Fully Covered Gutter Systems

  • Provide superior protection from debris and allows maximum water flow into the system which helps avoid overflows that can lead to improper drainage.
  • They are not nailed to your roof, which can void the manufacturer’s warranty and cause leaks.
  • Perforations allow a slight slow-down in water flow, giving the gutter cover an opportunity to “bond” which directs the full flow of water into the gutter trough.
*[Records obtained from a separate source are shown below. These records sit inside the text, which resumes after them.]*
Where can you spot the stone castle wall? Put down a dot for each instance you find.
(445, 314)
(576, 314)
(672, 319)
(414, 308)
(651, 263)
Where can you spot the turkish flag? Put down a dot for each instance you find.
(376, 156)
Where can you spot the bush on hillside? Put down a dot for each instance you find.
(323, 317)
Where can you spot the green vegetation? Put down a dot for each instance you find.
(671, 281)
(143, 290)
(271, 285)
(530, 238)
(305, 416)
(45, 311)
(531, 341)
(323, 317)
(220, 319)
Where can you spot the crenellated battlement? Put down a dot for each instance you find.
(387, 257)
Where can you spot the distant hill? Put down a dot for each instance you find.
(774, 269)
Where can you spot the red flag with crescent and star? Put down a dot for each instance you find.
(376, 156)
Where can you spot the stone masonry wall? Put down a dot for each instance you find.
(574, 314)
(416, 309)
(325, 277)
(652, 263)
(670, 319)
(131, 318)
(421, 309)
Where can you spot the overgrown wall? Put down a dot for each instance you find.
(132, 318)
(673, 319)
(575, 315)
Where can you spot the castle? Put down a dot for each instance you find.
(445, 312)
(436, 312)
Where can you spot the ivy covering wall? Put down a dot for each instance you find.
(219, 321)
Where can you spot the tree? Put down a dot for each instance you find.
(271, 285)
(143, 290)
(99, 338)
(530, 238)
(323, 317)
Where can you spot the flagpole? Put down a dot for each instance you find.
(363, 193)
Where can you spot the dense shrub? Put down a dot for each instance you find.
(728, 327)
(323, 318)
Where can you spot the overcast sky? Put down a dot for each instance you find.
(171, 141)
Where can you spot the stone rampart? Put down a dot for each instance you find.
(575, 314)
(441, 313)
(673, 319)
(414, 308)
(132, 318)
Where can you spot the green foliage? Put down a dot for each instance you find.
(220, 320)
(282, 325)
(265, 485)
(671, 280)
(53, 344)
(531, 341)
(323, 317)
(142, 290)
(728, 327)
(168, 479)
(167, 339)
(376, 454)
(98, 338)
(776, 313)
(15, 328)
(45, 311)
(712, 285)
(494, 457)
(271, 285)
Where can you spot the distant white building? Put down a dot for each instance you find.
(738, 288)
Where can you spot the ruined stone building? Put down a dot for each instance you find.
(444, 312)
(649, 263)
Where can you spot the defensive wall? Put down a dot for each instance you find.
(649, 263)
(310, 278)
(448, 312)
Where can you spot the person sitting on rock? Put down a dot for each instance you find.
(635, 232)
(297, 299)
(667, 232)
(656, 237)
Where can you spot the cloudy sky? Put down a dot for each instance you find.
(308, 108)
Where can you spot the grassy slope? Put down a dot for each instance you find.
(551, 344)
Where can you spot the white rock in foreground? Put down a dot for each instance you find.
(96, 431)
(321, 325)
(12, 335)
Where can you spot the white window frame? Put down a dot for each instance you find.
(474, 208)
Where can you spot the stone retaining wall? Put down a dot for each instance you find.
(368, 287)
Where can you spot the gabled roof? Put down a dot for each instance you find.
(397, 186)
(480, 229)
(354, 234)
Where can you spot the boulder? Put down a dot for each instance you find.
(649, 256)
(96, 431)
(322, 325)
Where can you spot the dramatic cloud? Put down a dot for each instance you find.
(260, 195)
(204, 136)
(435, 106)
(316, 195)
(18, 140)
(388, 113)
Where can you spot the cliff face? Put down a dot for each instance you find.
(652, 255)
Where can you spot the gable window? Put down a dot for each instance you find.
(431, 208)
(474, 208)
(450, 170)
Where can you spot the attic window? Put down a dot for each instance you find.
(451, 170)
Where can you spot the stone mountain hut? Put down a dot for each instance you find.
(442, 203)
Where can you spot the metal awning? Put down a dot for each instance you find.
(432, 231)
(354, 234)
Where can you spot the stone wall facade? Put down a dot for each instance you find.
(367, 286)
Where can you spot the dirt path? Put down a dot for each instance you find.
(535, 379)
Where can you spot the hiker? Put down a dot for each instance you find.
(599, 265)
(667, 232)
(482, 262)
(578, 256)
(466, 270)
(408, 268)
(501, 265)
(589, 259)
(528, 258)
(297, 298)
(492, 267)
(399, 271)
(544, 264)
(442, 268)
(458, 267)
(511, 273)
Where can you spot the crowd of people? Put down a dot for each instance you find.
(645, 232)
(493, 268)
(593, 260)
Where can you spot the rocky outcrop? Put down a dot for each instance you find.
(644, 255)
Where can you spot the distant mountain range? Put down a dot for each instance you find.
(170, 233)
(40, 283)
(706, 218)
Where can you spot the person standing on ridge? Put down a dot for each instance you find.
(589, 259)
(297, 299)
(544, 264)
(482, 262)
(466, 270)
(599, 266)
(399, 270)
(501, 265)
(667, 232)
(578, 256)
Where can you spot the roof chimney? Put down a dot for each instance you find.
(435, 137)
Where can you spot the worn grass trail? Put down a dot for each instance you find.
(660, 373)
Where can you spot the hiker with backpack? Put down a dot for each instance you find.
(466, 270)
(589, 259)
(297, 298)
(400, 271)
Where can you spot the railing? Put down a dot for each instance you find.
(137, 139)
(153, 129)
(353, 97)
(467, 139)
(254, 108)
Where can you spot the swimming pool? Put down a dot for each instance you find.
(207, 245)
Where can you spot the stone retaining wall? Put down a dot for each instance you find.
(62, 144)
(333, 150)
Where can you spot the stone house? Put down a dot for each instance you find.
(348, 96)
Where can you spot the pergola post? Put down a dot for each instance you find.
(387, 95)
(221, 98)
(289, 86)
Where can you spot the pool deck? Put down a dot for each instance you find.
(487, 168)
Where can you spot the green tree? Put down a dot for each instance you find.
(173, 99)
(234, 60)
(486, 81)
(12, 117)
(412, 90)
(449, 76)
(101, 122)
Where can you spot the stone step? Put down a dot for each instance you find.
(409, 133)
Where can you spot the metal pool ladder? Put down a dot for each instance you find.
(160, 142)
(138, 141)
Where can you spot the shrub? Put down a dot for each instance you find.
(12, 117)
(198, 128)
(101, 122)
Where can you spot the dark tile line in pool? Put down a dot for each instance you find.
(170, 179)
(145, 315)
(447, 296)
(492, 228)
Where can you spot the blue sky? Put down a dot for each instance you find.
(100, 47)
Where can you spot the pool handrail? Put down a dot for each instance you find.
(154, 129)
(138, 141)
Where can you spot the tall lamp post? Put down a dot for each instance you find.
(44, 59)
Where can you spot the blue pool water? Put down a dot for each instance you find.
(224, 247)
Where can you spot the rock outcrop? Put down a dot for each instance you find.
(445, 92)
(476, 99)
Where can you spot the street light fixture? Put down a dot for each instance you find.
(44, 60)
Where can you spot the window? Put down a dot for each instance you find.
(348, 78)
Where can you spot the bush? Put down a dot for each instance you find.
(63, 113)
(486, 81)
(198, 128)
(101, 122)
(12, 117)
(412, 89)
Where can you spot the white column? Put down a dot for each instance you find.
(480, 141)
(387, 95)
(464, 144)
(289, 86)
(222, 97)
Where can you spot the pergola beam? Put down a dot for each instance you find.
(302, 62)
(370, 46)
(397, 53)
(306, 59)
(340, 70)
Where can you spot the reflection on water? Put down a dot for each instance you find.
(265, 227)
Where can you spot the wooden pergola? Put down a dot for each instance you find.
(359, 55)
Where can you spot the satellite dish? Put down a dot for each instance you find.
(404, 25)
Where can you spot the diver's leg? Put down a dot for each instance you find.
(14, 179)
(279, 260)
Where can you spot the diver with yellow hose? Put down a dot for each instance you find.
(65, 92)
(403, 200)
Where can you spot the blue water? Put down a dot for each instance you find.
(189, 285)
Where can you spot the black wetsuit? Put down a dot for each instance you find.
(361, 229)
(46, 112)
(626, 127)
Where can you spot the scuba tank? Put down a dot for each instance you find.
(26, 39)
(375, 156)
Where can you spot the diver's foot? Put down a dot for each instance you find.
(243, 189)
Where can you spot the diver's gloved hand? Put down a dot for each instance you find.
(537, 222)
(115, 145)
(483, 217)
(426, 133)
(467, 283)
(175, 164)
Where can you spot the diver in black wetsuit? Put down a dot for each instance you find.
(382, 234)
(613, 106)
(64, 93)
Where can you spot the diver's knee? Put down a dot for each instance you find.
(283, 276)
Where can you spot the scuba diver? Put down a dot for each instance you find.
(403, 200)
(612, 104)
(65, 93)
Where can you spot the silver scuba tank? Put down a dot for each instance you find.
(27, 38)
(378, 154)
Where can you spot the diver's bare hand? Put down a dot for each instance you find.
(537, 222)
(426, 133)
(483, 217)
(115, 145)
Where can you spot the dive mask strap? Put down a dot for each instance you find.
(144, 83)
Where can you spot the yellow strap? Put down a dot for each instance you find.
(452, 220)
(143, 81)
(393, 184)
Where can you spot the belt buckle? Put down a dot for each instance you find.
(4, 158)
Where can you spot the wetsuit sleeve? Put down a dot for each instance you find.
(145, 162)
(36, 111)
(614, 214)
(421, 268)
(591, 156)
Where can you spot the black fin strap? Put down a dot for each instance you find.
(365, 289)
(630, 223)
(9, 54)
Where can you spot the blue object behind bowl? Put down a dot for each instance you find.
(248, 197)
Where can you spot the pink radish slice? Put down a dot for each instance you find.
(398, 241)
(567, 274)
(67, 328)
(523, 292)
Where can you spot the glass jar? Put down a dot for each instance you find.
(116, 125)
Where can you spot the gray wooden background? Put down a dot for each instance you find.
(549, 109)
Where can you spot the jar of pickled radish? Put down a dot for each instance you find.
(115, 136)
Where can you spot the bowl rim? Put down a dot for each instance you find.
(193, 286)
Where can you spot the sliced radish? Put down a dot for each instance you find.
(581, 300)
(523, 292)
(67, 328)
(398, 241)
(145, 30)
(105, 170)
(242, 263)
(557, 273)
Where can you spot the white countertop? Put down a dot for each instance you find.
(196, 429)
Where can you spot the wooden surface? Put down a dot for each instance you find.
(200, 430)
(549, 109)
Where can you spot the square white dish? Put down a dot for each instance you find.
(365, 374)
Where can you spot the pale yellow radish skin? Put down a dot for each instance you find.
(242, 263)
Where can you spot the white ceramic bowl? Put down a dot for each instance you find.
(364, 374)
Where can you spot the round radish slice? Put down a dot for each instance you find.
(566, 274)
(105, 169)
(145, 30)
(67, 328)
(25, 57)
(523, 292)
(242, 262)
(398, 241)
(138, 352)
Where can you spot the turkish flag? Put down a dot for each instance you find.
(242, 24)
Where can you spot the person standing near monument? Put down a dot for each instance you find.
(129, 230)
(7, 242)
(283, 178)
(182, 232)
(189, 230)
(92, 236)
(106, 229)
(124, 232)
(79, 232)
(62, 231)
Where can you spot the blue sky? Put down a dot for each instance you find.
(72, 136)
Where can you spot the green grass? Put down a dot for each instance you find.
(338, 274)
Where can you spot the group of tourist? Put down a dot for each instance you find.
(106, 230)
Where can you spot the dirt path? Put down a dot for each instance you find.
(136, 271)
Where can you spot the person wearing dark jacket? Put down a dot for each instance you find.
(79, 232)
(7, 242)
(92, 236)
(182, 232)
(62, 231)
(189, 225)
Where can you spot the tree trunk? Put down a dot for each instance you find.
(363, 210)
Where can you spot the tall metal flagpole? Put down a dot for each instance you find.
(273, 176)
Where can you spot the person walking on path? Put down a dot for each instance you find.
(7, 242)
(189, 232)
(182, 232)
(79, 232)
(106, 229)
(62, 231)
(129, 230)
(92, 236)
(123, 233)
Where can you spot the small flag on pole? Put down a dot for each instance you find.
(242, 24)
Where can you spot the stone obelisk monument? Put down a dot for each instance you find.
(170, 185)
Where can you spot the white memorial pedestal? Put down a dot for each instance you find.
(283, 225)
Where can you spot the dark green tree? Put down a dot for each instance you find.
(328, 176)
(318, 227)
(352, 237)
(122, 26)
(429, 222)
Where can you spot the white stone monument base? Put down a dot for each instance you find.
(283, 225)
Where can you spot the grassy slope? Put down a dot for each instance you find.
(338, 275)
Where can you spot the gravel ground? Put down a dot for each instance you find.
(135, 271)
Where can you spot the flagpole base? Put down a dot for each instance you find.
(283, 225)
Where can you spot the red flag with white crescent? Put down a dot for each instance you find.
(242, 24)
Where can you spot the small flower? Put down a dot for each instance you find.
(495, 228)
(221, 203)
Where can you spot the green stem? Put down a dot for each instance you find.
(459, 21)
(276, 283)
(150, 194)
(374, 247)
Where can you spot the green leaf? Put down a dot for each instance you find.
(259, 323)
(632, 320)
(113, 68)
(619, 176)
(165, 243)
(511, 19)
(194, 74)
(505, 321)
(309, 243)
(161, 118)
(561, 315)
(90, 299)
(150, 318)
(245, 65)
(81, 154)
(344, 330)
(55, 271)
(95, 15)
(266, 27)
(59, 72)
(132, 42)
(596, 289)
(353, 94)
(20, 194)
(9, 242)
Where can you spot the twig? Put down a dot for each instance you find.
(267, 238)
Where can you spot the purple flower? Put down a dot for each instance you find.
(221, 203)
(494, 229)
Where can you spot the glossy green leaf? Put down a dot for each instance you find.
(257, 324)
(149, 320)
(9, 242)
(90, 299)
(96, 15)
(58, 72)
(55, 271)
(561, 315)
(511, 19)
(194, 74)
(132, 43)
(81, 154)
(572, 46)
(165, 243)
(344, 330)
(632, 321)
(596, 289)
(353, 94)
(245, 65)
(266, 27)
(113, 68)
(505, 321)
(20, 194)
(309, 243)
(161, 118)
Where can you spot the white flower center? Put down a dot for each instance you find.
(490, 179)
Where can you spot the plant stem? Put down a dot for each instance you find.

Mesh or Screen Gutter Covers

  • These gutters consist of metal coverings that are fit against the back of the gutter and across the top acting like a strainer and filter.
  • Reduces unsightly debris together with snow and ice that can collect on top of the screen and cause it to collapse.
  • There is a chance for the screens to rust and stain over time. Although they reduce the frequency and difficulty of ongoing gutter cleaning – they do not eliminate it.

Gutter Filters

  • Sponge-like foam “space filters” let water drain through but keeps leaves from building up in the bottom of the trough.
  • These filters do not have the capacity to handle heavy rain and water flow, and may overflow during heavy rain.
  • Snow and ice can settle in the foam, potentially causing ice damage, sagging and overflow.

Solid Gutter Covers

  • These gutter covers are usually made of vinyl or aluminum.
  • Solid gutter covers snap onto the top front of the gutter and slip under your shingles which can alter your roofline.
  • These covers can blow off in high winds and are vulnerable to damage from heavy debris, snow or ice.

Solid Gutter Covers with Slots

  • Solid gutter covers with slots work by allowing water to enter through slots or small holes located underneath a lip or on the vertical side.
  • These do not keep out small twigs, dirt, asphalt roofing granules and pine needles.
  • Covers with slots do not perform as well in very heavy rainfalls or on steep roofs.

Gutter Brushes

Most leaves and large debris are kept out by gutter brushes, small items that get caught near the top of the gutter brush either blow away or decompose over time.

Over time, the dirt, small twigs and pine needles that do not pass through the gutter brush may create a layer of ‘gunk’ in the bottom of the gutter which may cause staining and require periodic gutter cleaning.

Since old, damaged or defected rain gutters can cause a lot of damage, it is important to repair or replace them. Gutter clogs, which cannot divert water properly, can cause wood rot, foundation problems and landscaping erosion.

In addition to damaging your home, a rain gutter clogged with soggy leaves and debris is a breeding ground for mold and mildew. Mosquitoes and other pests also become problems when gutters clog.